顔を上げられずにいると、前髪を持ち上げられ、額にキスが落ちる。顔を持ち上げると、唇が塞がれた。見開いた瞳をとろりと溶かす。
流し込まれている魔力が同調して、ぞくぞくと感度を上げていく。
「下、触っていい?」
「あ……ぬ、脱ごっか……?」
下の服に手を掛けると、リカルドは迷うように視線を巡らせる。なぜ迷うのか理由が分からず、目を白黒させた。
「リカルド……?」
「悪い。……どっちがいいか迷った。脱いでくれるんだよな?」
念押しされてしまえば、頷く他ない。脱ぎ始めて気付いたのだが、視線がじっとりと動きを追いかけている。熱く、粘つくような眼差しにびくびくと身体を震わせながら、下の服を脱ぎ落とす。
上の服も腕に引っかかった程度で、前は隠れていない。裾を引っ張って隠しても、前の毛は覗き見えてしまっていた。
ぺたん、と座り込むと、リカルドは僕の脚を持ち上げた。じわじわと外に向けて広げると、股の辺りが露わになった。

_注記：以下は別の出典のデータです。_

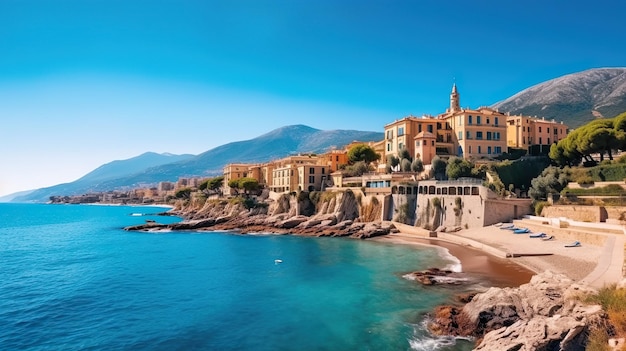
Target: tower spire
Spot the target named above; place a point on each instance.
(455, 104)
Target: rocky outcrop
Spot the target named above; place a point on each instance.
(338, 216)
(545, 314)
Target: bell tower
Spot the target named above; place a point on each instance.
(455, 105)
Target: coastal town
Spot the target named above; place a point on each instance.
(573, 247)
(439, 180)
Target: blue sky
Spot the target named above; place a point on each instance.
(86, 82)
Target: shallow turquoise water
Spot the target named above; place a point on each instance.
(71, 279)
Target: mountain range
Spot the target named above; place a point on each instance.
(574, 99)
(151, 168)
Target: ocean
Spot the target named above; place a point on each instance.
(72, 279)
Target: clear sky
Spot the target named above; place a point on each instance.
(86, 82)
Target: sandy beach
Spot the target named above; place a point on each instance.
(484, 251)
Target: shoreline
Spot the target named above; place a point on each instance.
(515, 258)
(499, 272)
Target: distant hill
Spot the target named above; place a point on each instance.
(94, 180)
(276, 144)
(10, 197)
(574, 99)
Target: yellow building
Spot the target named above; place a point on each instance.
(402, 134)
(479, 133)
(334, 159)
(236, 171)
(525, 132)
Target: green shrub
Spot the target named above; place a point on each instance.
(436, 202)
(585, 180)
(539, 205)
(610, 190)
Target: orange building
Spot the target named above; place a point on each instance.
(479, 133)
(402, 134)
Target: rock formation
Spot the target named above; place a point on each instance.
(338, 214)
(546, 314)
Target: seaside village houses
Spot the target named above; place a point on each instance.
(480, 135)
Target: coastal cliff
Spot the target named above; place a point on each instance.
(548, 313)
(341, 213)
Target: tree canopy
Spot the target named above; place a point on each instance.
(601, 136)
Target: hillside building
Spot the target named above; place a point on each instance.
(471, 133)
(534, 134)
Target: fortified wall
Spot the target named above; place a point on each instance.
(464, 203)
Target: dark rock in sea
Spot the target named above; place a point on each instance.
(545, 314)
(146, 227)
(434, 276)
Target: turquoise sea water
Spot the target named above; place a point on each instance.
(71, 279)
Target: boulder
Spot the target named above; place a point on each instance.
(548, 313)
(292, 222)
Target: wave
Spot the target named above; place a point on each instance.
(454, 265)
(424, 341)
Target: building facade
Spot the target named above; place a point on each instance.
(525, 132)
(479, 133)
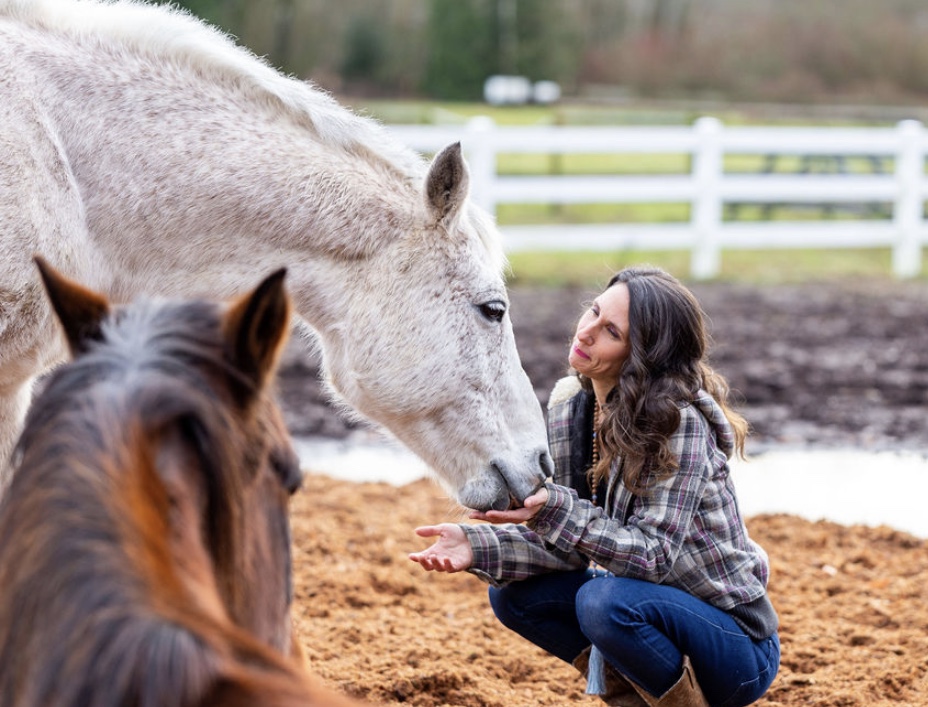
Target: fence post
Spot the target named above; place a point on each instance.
(481, 158)
(706, 217)
(907, 211)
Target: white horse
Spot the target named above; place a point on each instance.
(142, 151)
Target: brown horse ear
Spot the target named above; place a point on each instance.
(80, 311)
(447, 182)
(256, 328)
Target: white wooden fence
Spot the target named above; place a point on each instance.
(708, 188)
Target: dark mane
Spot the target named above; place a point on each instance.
(150, 484)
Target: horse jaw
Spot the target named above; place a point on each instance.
(427, 367)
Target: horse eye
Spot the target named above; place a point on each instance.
(493, 311)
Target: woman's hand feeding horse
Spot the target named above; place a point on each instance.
(145, 153)
(144, 538)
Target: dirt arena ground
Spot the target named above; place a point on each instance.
(814, 365)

彼は瓶の中身を掌に広げ、指先を茂みへと潜らせる。指が動く度、赤毛が指の先に絡み付いた。温度を変えつつある芯を、指先が捕らえる。
「ひぁ……!? あッ……や…………!」
つい、と挟み込んだ指が根元から先端までを辿り、大きな手で握り込まれる。ぬめりを帯びた手は、音を立てながら全体を包み込んだ。
ずっ、ずっ、と上下に擦られる。
「……ン、く……ぅ。ぁ、あン…………ふ、くァ……」
感触による快楽を与えられているのもそうだが、粘膜を擦る指が内部と近い。唇を重ねたときに覚えたあの快楽の兆しが、更に高まったまま刺激された。

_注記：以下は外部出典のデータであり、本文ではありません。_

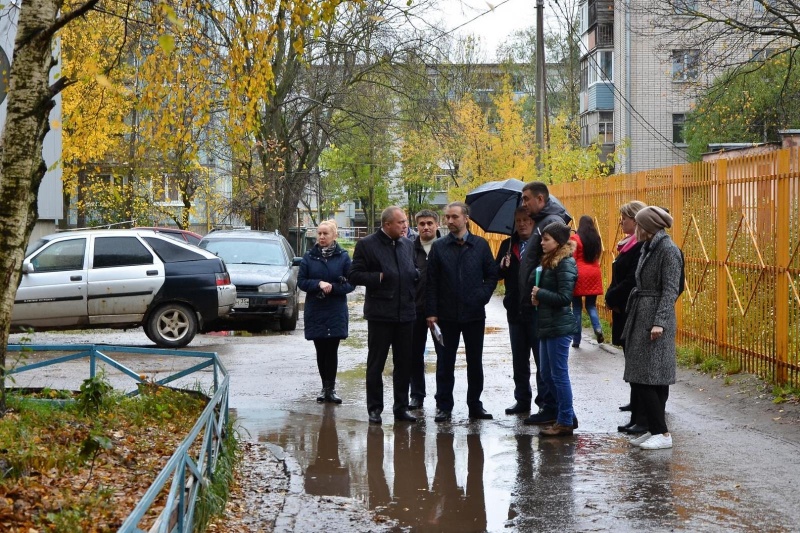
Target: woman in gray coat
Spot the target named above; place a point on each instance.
(651, 325)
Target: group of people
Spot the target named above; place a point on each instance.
(441, 285)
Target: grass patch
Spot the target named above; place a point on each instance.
(785, 393)
(83, 465)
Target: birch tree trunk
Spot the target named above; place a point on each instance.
(22, 167)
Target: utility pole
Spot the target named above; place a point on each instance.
(540, 82)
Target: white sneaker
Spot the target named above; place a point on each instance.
(640, 439)
(657, 442)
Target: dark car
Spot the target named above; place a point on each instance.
(264, 269)
(122, 279)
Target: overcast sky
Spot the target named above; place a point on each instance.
(493, 25)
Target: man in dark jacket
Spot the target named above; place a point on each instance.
(543, 209)
(462, 276)
(509, 257)
(427, 233)
(383, 263)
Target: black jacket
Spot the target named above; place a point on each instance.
(552, 211)
(390, 300)
(461, 279)
(421, 262)
(510, 275)
(623, 281)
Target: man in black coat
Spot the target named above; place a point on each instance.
(462, 276)
(427, 233)
(543, 209)
(509, 258)
(383, 263)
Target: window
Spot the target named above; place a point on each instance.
(685, 65)
(172, 191)
(678, 122)
(120, 251)
(601, 66)
(170, 253)
(64, 255)
(606, 128)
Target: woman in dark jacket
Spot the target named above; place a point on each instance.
(323, 276)
(623, 280)
(553, 297)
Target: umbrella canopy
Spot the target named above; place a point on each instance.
(492, 205)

ぐちゅぐちゅと耳を犯され、指の丸い部分が先端を擦っては過ぎる。いつの間にか、潤滑のために足された液体以外の物が混ざり、中央から快楽を零していた。
「あ、ひぃ……。……イ、……ちゃ……ッ!」
こぷり、こぷりと雫を垂らしては悲鳴を漏らす。さっきまで大人しくしていたものをぐちゃぐちゃにされながら、掻き乱すように唇を奪われた。引こうとした身を追い、舌が唇を舐める。
「ぁ……ふ、……く、ン…………!」
べ、と伸びた舌が唇の膨れた部分を押した。登り詰めるはずだった熱は離れた指によって叶えられず、こぽこぽと煮立つ灼熱が岩の下に閉ざされた。
物欲しげな表情をしていたのか、リカルドは唇で弧を描く。
「……すぐやるよ。待ってな」
「な……ッ!」
含みを察してしまい、ぱくぱくと口を開いては閉じる。脚を引かれ、うつ伏せに寝台へと倒される。
尻の上にはなんの遮るものもない。まだ引っかかっている上着の裾を伸ばそうとしたが、背後からぺろりと捲られてしまった。
わああ、と声を上げるのだが、面白そうな笑い声が響くだけだ。
「ここ触らないと、怪我するからな」
尻たぶを撫で、揉むように指を食い込ませる。他の部位に比べて肉付きのいいそこは、押されるがまま、むっちりと指全体を受け止めた。
無言で尻を触り続ける指を、羞恥心に塗れ、声を漏らしながら耐える。
「…………しつこ、い……! ぁ……やだ……ッ!」
ずり、と前へ移動するが、距離を詰められた。
シーツの上に放り出されていた小瓶が持ち上げられ、尻の谷間の上で傾けられる。とろりとした液体が皮膚の上を滑っていった。液体は綺麗に滑り落ち、下の毛まで絡み付く。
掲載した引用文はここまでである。